The 10 Distinguishers

However, there are many elements within our learning design that are uncommon and distinct, which pull our network together and distinguish them from most other schools.
ONE STUDENT AT A TIME - The entire learning experience is personalized to each student’s interests, talents and needs. Personalization expands beyond mere academic work and involves looking at each student holistically.
ADVISORY STRUCTURE - Advisory is the core organizational and relational structure of a Big Picture Learning school, its heart and soul, often described as a “second family” by students. Students stay with an advisor and a group of fellow classmates for four years, building close personal relationships that last a lifetime.
LEARNING THROUGH INTERESTS AND INTERNSHIPS (LTIs) - Real world learning is best accomplished in the real world. Big Picture students intern--often twice a week for an entire school day--with experts in their field of interest, completing authentic projects and gaining experience and exposure to how their interests intersect with the real world.

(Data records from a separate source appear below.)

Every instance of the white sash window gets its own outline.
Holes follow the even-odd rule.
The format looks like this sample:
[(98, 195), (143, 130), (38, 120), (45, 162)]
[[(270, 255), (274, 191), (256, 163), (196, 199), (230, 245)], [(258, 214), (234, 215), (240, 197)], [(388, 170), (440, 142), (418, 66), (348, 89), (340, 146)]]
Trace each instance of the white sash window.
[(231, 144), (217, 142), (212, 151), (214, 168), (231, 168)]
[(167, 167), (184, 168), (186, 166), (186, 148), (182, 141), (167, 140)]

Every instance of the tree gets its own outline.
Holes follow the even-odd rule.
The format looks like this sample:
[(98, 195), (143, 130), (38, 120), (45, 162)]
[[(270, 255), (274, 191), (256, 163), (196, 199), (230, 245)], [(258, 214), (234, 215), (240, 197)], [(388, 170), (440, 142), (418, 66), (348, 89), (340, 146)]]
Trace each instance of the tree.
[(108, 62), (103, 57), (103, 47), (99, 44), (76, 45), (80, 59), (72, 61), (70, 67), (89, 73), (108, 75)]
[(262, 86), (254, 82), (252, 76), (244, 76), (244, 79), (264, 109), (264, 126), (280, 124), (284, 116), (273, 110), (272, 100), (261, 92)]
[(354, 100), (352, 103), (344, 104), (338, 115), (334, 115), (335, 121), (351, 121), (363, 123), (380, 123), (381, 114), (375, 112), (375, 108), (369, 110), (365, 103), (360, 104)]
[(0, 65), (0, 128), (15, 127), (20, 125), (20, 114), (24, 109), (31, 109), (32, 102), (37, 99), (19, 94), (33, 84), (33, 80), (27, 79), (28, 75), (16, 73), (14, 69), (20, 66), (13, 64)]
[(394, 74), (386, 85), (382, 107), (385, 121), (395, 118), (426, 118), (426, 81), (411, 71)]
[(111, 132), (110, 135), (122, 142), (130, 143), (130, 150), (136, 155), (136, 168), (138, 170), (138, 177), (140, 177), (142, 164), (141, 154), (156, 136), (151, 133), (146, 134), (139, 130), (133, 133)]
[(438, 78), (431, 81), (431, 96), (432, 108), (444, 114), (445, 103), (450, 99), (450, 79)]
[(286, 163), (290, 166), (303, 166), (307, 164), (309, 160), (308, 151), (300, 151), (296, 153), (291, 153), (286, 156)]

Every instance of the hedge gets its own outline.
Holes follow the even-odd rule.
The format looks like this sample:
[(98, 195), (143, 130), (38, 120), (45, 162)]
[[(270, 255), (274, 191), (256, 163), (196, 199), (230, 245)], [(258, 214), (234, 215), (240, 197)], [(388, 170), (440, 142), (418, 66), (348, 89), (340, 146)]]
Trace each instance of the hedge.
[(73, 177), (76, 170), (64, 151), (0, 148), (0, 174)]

AUTHENTIC ASSESSMENT - Students are assessed not by tests, but by public displays of learning that track growth and progress in the student’s area of interest. Assessment criteria are individualized to the student and the real world standards of a project. Students present multiple exhibitions each year and discuss their learning growth with staff, parents, peers, and mentors.

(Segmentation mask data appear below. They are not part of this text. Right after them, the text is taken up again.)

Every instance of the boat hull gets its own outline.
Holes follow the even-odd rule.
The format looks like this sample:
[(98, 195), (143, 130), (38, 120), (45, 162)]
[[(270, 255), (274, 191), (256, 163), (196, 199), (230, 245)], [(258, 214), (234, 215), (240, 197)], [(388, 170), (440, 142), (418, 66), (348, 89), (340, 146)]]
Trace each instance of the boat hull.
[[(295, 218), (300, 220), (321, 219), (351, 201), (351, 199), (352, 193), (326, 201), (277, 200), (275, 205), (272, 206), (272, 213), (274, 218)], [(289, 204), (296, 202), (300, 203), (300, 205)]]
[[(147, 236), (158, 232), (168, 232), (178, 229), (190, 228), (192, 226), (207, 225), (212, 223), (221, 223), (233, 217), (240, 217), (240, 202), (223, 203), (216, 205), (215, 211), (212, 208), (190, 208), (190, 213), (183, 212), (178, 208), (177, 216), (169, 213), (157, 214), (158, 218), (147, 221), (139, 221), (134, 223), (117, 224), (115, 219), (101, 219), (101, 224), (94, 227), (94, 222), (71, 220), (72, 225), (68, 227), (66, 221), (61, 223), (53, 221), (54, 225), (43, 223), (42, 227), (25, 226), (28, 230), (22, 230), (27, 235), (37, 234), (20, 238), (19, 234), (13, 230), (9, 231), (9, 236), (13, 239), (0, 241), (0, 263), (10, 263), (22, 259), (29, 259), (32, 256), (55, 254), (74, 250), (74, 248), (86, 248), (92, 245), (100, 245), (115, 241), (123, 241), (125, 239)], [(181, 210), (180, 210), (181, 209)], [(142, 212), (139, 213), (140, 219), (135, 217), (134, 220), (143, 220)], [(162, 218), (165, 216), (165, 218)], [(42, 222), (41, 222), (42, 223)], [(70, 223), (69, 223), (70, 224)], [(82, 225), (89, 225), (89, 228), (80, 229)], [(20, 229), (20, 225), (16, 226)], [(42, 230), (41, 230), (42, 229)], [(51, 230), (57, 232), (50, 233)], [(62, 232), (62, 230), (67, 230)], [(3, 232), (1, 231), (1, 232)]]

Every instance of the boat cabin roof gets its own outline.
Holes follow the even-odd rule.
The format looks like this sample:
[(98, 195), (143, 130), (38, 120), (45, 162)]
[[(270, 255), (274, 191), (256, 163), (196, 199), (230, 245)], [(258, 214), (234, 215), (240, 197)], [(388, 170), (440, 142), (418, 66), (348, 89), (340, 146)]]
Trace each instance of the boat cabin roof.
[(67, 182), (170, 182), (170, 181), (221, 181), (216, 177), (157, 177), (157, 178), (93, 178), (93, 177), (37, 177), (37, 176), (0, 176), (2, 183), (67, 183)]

SCHOOL ORGANIZATION - Schools are organized around a culture of collaboration and communication.They are not bound by the structures of buildings, schedules, bells, or calendars. There is an interdependence between school and community.

PORTFOLIOS and EXHIBITIONS:  You can read it right there in the distinguisher.  Big Picture Schools were one of the laboratories that the Rhode Island Board of Education watched and learned from.  

I hope you will develop an interest in the new regulations and help to bring the idea into wider awareness that "there is a school system that uses projects to award a high school diploma."